Precedentemente il sindaco aveva dato appuntamento all’Auditorium di Roma per chiedere un confronto. “Io continuo a dire che il luogo che la democrazia ha deputato a confronto aperto e un luogo solo: il Consiglio Comunale, aperto a tutti, ai romani, agli italiani e a tutte le telecamere che possono ascoltare la voce del sindaco e le ragioni per cui i consiglieri ritengono o non ritengono di aver fiducia nel sindaco eletto dal 64% delle romane e dei romani. Io continuo a chiedermi perché non si vuole questo confronto”.

Ma subito dopo è arrivata un’altra tegola con la riapertura del fronte delle note spese e con il sindaco che risulta indagato per peculato. Accusa, confermata dal suo legale, in relazione all’uso della carta di credito, assegnatagli dall’amministrazione comunale, per le cene di rappresentanza o istituzionali.
“Devo prendere atto di avere dato la mia lealtà a un bugiardo”, ha scritto su Twitter il senatore Pd ed ex assessore ai Trasporti Stefano Esposito, commentando la notizia. Stamattina, inaugurando una targa toponomastica che intitola il Parco di Tor Vergata a Salvador Allende, Marino ha citato in proposito una sua celebre frase: “Non mi sento un martire, sono un lottatore sociale che tiene fede al compito che il popolo gli ha dato. E vi dico con certezza che il seme affidato alla coscienza degna di migliaia di Cileni, non potrà essere estirpato completamente. Hanno la forza, potranno sottometterci, ma i processi sociali non si fermano né con il crimine né con la forza. La storia è nostra e la fanno i popoli”. Parole che il presidente Allende riferì alla nazione in un discorso tenuto poco prima di morire. E così, dopo Che Guevara già citato da Marino, ora tocca a Salvador Allende e le parole del Presidente cileno possono assumere un valore simbolico vista la situazione politica che coinvolge il primo cittadino.

Ma i riflettori sono tutti puntati ora sui consiglieri Dem che si sono riuniti all’una nella sede dei gruppi consiliari. Ci sono i 19 consiglieri del Partito Democratico e altri sei appartenenti ai gruppi di maggioranza e opposizione che vogliono fare il passo indietro per mettere la parola fine.

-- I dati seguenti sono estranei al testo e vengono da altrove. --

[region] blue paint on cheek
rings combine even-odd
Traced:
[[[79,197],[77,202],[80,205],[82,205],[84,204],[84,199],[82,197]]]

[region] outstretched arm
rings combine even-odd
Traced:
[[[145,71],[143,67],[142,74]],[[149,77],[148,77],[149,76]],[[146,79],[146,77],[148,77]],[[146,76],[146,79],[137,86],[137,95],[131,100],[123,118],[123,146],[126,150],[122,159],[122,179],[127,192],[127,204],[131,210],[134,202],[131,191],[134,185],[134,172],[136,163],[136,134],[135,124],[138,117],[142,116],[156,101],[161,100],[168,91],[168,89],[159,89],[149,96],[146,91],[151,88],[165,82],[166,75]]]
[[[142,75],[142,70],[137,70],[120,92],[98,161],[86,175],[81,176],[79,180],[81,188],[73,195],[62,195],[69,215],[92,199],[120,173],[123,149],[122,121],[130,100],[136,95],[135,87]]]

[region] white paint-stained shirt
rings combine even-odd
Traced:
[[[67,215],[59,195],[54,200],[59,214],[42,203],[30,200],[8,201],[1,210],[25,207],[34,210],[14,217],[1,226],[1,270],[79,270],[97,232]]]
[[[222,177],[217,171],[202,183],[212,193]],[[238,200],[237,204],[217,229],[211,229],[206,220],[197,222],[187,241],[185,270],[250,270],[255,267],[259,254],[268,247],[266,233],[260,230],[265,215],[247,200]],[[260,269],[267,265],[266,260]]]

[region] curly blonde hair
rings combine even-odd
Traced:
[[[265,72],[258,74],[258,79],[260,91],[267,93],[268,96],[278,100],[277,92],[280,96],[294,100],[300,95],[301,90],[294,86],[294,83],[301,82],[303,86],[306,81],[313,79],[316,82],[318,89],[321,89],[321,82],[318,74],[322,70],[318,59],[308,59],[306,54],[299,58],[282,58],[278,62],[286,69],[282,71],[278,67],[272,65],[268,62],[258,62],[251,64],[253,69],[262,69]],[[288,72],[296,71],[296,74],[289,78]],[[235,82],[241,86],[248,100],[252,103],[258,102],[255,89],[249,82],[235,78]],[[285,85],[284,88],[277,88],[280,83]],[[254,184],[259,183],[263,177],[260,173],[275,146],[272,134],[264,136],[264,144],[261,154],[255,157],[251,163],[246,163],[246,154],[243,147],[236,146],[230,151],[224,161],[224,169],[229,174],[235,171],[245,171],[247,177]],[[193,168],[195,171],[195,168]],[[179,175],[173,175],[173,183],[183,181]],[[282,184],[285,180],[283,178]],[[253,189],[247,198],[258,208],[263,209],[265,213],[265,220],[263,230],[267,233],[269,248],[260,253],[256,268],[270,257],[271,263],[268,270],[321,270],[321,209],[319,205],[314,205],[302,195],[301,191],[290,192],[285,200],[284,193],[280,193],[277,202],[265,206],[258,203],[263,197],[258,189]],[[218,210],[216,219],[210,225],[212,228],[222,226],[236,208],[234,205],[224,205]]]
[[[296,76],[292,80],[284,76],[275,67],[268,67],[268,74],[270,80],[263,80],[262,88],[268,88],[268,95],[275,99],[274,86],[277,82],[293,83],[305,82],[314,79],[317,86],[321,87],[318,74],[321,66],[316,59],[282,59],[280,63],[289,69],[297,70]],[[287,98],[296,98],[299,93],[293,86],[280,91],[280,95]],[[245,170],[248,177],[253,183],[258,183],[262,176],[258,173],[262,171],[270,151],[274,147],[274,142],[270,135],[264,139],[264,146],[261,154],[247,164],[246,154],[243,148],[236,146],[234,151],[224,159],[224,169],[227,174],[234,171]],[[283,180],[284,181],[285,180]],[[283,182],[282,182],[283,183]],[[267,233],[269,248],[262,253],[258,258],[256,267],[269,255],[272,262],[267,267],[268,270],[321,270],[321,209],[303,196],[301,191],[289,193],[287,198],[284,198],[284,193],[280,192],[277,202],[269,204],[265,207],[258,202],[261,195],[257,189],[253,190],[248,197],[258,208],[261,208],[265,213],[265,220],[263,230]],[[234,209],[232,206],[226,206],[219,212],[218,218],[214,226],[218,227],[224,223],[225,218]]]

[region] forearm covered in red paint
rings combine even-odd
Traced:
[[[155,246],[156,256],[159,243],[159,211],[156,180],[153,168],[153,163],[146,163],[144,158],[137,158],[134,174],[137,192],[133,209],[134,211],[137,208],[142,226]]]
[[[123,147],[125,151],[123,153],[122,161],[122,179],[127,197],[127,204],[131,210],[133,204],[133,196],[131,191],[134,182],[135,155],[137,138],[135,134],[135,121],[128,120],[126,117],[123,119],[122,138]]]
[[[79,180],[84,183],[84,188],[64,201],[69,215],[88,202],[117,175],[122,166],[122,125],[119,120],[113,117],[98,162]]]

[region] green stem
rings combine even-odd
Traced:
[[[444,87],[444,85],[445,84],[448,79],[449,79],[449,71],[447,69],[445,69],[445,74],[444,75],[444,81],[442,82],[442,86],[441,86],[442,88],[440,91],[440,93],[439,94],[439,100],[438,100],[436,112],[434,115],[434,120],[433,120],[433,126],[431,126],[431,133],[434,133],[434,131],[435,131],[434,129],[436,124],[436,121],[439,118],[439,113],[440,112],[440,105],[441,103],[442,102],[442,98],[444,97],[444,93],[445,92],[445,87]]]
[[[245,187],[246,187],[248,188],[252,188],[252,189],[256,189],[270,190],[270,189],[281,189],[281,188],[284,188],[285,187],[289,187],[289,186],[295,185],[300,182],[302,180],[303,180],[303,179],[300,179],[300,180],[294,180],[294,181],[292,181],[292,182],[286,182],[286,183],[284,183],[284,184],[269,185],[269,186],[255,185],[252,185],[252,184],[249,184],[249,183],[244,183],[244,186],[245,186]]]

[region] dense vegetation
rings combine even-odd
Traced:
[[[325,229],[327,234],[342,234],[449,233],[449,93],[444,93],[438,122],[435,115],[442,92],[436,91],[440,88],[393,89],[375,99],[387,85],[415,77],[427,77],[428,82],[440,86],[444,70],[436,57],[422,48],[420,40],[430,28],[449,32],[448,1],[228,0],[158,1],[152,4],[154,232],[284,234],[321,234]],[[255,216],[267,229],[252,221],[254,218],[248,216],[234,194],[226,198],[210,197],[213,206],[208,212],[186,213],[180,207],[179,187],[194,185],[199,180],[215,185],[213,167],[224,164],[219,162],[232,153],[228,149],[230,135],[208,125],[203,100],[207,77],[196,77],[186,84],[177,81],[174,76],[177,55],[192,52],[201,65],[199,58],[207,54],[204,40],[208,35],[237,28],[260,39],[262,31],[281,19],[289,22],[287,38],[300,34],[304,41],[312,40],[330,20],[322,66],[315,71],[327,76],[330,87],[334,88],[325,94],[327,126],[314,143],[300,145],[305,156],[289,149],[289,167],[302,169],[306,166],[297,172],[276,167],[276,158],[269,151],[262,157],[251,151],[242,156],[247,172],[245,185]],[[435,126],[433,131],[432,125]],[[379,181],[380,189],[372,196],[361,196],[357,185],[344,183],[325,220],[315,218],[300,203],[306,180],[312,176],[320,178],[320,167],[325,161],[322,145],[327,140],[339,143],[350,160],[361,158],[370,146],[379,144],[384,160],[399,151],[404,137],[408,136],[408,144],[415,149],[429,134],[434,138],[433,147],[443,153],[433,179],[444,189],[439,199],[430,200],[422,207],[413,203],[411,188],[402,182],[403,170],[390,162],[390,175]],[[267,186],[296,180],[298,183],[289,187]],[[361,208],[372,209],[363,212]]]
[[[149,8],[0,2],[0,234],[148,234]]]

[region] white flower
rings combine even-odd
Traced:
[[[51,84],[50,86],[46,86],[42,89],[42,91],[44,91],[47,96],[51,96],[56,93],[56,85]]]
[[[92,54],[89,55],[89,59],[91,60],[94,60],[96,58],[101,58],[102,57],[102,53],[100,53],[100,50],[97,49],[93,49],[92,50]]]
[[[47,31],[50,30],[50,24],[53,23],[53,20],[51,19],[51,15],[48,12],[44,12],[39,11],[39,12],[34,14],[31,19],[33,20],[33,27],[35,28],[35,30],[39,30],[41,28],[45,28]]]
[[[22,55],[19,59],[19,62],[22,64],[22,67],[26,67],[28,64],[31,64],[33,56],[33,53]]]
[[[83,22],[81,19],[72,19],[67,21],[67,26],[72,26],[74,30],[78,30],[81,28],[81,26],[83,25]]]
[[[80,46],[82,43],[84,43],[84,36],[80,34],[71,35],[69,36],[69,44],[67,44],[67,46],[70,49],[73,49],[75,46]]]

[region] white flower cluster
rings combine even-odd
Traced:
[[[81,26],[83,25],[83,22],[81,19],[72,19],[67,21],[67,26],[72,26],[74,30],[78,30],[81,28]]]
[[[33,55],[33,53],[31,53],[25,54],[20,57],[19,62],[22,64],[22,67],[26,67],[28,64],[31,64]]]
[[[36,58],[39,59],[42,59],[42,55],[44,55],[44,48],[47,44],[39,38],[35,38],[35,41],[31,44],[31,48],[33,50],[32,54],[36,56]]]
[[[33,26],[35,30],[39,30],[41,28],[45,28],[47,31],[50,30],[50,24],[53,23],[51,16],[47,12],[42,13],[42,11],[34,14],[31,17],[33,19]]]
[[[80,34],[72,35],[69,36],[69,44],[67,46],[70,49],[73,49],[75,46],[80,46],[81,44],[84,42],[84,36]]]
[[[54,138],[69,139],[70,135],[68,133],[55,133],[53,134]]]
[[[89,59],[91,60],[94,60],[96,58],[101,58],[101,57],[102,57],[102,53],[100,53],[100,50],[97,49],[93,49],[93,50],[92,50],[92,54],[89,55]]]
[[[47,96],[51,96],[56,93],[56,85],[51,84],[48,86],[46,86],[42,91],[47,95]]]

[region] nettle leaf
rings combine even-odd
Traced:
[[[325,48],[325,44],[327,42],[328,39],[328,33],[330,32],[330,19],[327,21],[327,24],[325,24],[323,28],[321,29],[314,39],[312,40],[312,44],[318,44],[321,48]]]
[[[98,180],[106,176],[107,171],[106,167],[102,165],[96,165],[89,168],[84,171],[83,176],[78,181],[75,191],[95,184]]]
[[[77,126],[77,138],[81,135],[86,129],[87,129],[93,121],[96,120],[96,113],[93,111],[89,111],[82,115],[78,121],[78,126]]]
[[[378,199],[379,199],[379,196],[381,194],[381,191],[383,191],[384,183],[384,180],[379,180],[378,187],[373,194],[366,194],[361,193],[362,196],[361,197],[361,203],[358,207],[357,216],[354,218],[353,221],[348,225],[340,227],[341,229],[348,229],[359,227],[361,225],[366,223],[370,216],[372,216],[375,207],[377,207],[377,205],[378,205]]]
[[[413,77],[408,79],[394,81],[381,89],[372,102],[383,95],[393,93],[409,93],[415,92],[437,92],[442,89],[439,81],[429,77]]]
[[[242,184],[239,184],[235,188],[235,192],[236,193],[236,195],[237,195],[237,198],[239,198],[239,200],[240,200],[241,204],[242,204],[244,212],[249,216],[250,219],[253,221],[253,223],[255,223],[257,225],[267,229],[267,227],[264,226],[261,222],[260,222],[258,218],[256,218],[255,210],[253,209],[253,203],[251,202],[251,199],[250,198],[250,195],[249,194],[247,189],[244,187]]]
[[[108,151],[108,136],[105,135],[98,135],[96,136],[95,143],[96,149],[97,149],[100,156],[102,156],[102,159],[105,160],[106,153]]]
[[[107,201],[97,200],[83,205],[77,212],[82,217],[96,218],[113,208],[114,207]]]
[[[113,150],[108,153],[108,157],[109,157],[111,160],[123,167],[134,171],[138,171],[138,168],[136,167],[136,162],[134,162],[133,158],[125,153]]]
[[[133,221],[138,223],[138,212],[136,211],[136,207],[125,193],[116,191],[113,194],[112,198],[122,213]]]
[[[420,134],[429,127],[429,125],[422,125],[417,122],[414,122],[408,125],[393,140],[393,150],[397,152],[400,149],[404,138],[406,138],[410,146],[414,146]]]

Queste dimissioni in blocco farebbero scattare automaticamente la decadenza di sindaco e intero consiglio, con conseguente commissariamento disposto dal prefetto di Roma, Franco Gabrielli.

Ma il sindaco rilancia: “Se c’è una tale fortissima ostinazione a persuadere i consiglieri eletti dal popolo a sottrarsi al confronto col sindaco eletto dal popolo, c’è una ragione che mi sfugge”. “Mi chiedo – ha aggiunto – perché se un sindaco chiede un confronto in un luogo democratico come l’aula, le forze politiche usano qualunque strumento, anche le dimissioni di massa, per impedire questo confronto”.